Section 44ADA extends the benefit of presumptive taxation to professionals, which was only available to specific businesses before. Section 44ADA allows professionals to adopt the provisions of presumptive taxation scheme provided their gross receipts for the financial year do not exceed Rs.50 lakh. Below are the professionals who can avail the benefits of presumptive taxation under this section:
- Architectural profession
- Technical consultant
- Interior business
Let’s take an example to understand this. Mr. Mohan is running a partnership firm in the name of Shree Corporation. Gross receipts of his business for the previous year were Rs. 86 lakhs. He declared his income under the presumptive taxation scheme of Section 44AD. Net income was Rs. 688000 after computing at the rate of 8% of the gross receipts. He wanted to claim further deductions under Section 30 for the depreciation of his firm’s building. But, as per the provisions under Section 44AD, computed presumptive income (6% or 8% of gross receipts or turnover of the eligible business for the previous year) is considered as the net income for the business covered under the presumptive taxation scheme. Hence, assessee is not allowed to claim any deductions under Section 30 to 38 (including depreciation and unabsorbed depreciation) of the Income Tax Act. Hence, Mr. Mohan cannot claim any further deductions after the computation of net income.

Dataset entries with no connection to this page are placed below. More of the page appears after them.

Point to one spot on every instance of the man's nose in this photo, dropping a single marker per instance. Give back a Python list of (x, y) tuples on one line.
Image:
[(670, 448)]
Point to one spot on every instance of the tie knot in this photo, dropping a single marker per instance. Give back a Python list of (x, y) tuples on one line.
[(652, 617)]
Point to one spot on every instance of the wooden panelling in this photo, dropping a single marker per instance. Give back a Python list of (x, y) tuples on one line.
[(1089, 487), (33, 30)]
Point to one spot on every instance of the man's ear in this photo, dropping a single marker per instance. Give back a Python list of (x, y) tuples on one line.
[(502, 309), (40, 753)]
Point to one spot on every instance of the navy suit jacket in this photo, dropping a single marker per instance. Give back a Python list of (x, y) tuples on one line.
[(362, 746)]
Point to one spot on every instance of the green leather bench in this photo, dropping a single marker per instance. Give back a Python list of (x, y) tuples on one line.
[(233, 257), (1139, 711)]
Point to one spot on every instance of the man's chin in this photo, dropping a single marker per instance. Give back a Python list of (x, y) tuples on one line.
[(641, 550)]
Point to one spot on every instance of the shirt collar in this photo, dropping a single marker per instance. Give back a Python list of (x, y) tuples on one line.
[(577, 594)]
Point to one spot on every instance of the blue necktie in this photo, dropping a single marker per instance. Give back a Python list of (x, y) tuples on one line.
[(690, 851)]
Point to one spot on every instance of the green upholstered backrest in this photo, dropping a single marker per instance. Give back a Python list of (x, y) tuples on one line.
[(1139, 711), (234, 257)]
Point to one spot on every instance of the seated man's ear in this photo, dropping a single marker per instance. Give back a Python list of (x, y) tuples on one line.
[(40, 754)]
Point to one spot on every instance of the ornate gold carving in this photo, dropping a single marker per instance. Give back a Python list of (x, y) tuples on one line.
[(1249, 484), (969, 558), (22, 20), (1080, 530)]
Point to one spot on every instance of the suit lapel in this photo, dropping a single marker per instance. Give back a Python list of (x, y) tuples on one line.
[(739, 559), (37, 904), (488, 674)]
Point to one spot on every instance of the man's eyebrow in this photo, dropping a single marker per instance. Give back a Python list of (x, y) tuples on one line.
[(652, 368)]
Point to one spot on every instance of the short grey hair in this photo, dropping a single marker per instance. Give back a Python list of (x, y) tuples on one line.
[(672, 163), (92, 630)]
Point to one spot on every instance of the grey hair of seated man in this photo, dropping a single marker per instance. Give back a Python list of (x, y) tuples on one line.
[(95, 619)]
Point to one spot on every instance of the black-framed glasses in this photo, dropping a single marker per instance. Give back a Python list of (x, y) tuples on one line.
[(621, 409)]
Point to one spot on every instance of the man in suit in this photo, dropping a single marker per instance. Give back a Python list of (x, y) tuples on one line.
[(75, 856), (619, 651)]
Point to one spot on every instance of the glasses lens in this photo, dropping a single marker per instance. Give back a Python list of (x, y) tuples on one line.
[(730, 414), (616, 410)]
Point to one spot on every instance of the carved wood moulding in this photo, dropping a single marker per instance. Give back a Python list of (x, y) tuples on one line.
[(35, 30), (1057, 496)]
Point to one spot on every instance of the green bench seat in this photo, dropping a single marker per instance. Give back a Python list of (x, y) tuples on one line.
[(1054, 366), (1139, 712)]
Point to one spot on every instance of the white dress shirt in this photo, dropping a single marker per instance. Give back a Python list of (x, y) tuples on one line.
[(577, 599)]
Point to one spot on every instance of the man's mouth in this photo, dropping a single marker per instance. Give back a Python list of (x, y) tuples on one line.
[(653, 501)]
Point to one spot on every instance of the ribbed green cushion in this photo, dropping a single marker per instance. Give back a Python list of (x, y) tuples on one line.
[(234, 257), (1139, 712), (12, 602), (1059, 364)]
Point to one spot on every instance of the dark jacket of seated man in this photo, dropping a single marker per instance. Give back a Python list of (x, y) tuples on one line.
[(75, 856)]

Provisions for Eligible Partnership Firm
For example, let’s say Priyam Corporation is a partnership firm engaged in the business of manufacturing wooden photo frames. The firm has declared its income for the previous year as per the provisions of the presumptive taxation scheme under Section 44AD. After computation of income on basis of estimation i.e. at the rate of 8% on gross receipts, the firm wanted to claim further deductions on account of interest paid to its partners. In this case, Priyam Corporation can claim deductions for the interest paid to partners as deductions of interest paid to its partners and also the remuneration paid within the limit prescribed under Section 40 b) of IT Act are allowed as deduction under the presumptive taxation scheme.
Computing Written down Value (WDV) of depreciable assets:
Let’s understand this with an illustration. GT Corporation, a steel manufacturing firm has declared its income as per the provisions of the presumptive taxation scheme as under Section 44AD of the Income Tax Act. Presumptive income of GT Corporation was calculated at the prescribed rate i.e. 8% without deducting any depreciation as it is presumed that there is no deduction on account of depreciation is allowed under the provisions of presumptive taxation scheme. In this case, it is important to note that, even though the depreciation on the business asset is not available for deduction, it is necessary for the computation of the written value of the particular asset. Depreciation needs to be calculated and deducted.
Provisions relating to maintenance of books of account:
To understand this, let’s take an example. Mr. Mani is running a provision store. Turnover of his business for the previous year is Rs. 40 lakh. He declared his business income as per the provisions of presumptive taxation scheme of Section 44AD. In this case, Mr. Mani is not obliged to maintain the books of account relating to his business as per the provisions of Section 44AD. And also, he is not required to get his books audited as his business is not covered under Section 44AA and Section 44AB of the IT Act.
- Declaring Lower Income or Higher Income under the Presumptive Taxation Scheme:
In case, the actual income is more than the presumptive income scheme, this provision allows the assessee to declare the higher income at his option (higher than the prescribed rate of 8%). Lastly, presumptive taxation scheme under Section 44AD is a great relief to small and medium tax payers with regards to maintenance of books of account and getting it audited which is often quite very tedious job with high probability of errors.